Berguño's third collection, The Tainted Earth, is now published by another new small imprint, UK-based Egaeus Press, which at least has reasonable prices.
The beautifully produced volume, enriched with black and white and sepia artwork, includes eight tales and a novella, which fully display Berguño's extraordinary talent as a perceptive, enchanting storyteller.
The title story "The Tainted Earth" is an epic Scandinavian medieval saga imbued with a vivid knowledge of the world's ugliness and beauty, where light and darkness share the same path. "The Ballad of El Pichon" is an excellent tribute to magic realism, and not only because the story takes place in Valparaiso. Berguño transfigures the reality of a failed marriage and of petty deceit, and features a person who may or may not be the Devil.
In the outstanding "The Sick Mannes Salve" a young man endeavours to take possession of a terribly dangerous inheritance while in "Mouse and the Falconer", a piece of "philosophical" horror, an avalanche of disquieting allegories overwhelms the reader.
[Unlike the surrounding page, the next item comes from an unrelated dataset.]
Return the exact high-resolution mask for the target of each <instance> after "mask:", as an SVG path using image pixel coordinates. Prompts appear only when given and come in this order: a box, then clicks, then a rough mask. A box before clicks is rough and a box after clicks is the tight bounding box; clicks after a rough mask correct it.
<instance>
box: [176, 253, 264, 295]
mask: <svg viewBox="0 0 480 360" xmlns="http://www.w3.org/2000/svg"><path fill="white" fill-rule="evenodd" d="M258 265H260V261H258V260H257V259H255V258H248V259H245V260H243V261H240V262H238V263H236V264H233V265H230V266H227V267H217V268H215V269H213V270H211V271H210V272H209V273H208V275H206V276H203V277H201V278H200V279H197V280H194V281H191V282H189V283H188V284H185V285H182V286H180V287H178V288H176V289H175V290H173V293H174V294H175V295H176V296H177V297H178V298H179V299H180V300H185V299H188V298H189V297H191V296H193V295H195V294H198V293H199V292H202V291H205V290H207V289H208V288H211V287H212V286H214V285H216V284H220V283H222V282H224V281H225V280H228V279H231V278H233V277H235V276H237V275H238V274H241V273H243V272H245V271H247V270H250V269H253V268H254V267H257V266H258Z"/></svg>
"Fugue for Black Thursday", a grim tableau about the death of Bruno Schulz, features Nazi officers and helpless Jews moving about as on a tragic stage.
"The Rune Stone at Odenslunda" is a fascinating, complex story inspired by another Scandinavian saga, while "Three Drops of Death" is a delightful, dark yarn based upon a Scottish folk tale.
The final novella in three parts, "A Spell of Subtle Hunting" is a puzzling, spellbinding work of art, which, in the author's own words, is "touching on the mysteries of guilt, cruelty, impermanence, memory, time, literature and death. " It's a fine tribute to Surrealism and the incarnation of the quotation by Alexander Lernet-Holenia put at the beginning of the volume: "If death is a dream, life, too, is merely a dream".
A friendly bit of advice: hurry up and buy a copy of 'The Tainted Earth', before this book goes out of print too.